Securities and Exchange Commission Chairman Gary Gensler told lawmakers last year that the agency would work to ensure Regulation Best Interest lives up to its name.
The broker standard of conduct was approved and implemented under previous SEC Chairman Jay Clayton and the agency’s Republican majority. With Gensler in charge, the agency now has a Democratic majority.
Although many Democrats and investor advocates criticized Reg BI as being too weak to curb brokers’ conflicts of interest, Gensler has kept Reg BI in place.
Instead of ripping it and starting over, he said in congressional testimony last fall that the agency would use guidance and enforcement to make sure investors are getting a best interest standard of care.
After more than a year in office, Gensler hasn’t yet put new teeth in Reg BI. The agency has brought enforcement cases involving financial firms’ deficiencies on Form CRS — the customer relationship summary that was part of the Reg BI regulatory package.
But the Form CRS cases are seen as low-hanging fruit. It’s not clear when the SEC will announce its first major enforcement action regarding recommendations brokers make to customers, the substantive heart of the regulation.

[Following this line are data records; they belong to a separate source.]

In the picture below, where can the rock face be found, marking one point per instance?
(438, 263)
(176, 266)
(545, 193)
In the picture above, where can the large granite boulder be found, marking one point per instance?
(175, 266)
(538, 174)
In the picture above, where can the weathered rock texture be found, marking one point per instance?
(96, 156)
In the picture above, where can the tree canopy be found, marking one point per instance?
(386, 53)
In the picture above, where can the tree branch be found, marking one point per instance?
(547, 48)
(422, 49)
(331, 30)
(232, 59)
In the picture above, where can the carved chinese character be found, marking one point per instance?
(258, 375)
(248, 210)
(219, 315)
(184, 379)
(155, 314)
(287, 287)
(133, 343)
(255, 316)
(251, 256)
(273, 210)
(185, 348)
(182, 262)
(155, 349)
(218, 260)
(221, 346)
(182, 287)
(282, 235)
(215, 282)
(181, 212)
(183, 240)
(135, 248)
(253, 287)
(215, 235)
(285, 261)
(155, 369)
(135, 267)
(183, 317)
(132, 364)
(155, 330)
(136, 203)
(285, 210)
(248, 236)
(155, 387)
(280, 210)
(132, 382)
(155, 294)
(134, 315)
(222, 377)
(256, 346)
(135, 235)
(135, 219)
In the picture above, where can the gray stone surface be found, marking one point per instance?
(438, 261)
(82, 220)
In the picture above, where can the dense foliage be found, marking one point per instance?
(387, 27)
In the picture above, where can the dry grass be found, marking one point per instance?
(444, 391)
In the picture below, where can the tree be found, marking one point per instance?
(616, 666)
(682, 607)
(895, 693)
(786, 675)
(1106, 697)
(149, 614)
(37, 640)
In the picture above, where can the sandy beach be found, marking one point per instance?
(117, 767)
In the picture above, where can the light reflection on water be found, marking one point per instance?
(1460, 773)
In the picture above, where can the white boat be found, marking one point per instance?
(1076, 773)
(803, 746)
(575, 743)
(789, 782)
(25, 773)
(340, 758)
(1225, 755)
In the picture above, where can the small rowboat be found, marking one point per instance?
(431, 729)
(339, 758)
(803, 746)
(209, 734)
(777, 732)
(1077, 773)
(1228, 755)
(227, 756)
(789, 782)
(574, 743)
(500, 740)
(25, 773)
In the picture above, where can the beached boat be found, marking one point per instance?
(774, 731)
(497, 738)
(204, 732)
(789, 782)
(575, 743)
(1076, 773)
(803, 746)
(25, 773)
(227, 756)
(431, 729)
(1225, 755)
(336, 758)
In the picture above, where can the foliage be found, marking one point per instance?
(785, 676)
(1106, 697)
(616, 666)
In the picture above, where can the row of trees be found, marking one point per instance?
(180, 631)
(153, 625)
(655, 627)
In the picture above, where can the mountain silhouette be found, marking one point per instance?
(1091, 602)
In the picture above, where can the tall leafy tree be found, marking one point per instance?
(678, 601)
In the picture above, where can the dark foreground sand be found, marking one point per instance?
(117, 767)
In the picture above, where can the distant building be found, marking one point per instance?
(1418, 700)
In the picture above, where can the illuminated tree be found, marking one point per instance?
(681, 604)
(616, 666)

The SEC has posted guidance on Form CRS, telling firms to drop jargon and be more accurate in the document. Earlier this year, the agency released a staff bulletin on how financial advisers should approach account-opening recommendations under Reg BI, emphasizing that they must consider costs.
Some investor advocates are getting impatient with the SEC’s pace on revisiting Reg BI.
“There’s still a ways to go as far as providing guidance, and the SEC needs to start enforcing the rule,” said Micah Hauptman, director of investor protection at the Consumer Federation of America.
Knut Rostad, president of the Institute for the Fiduciary Standard, said he was expecting a stark difference in how the SEC handled Reg BI under Gensler compared to Clayton.
“I am surprised,” Rostad said. “So far, we haven’t seen that. But we realize we’re just finishing the first quarter of a four-quarter game.”
Kevin Carroll, managing director and associate general counsel at the Securities Industry and Financial Markets Association, said the guidance, frequently asked questions and other material the SEC and the Financial Industry Regulatory Authority Inc., the broker-dealer self-regulator, have generated about Reg BI demonstrates their commitment to it.
“It’s quite a body of work,” Carroll said. “It shows the time, energy and resources the SEC and Finra are putting into Regulation Best Interest to make sure it’s a success.”
But what the SEC sees as success is still a question. The regulation is principles-based. It doesn’t specify, for instance, how financial firms must mitigate conflicts of interest and doesn’t spell out how they must assess reasonably available alternatives when making customer recommendations.
“It may be helpful for the SEC to give more guidance about what their expectations are,” said Mark Quinn, director of regulatory affairs at Cetera Financial Group.
When Barbara Roper, a longtime investor advocate and Hauptman’s predecessor at CFA, joined Gensler’s senior staff last August, expectations rose that a tougher Reg BI was on the way. So far, it hasn’t arrived.
“It’s a huge and unwieldy institution,” Hauptman said of the SEC, where he was recently counsel to SEC Commissioner Caroline Crenshaw. “No one person can right the ship overnight. [Gensler’s] regulatory agenda is ambitious, and there are only so many fights you can pick.”
But the agency can still put more bite into Reg BI.
“The SEC has all the authority it needs to ensure that financial professionals provide recommendations in their customers’ best interests, it just needs the will to enforce its rules,” Hauptman said.
The SEC is on the right track with Reg BI, Carroll said.
“To the extent you leave it principles-based and grow through guidance and examination, we’ll end up in a pretty good place,” he said.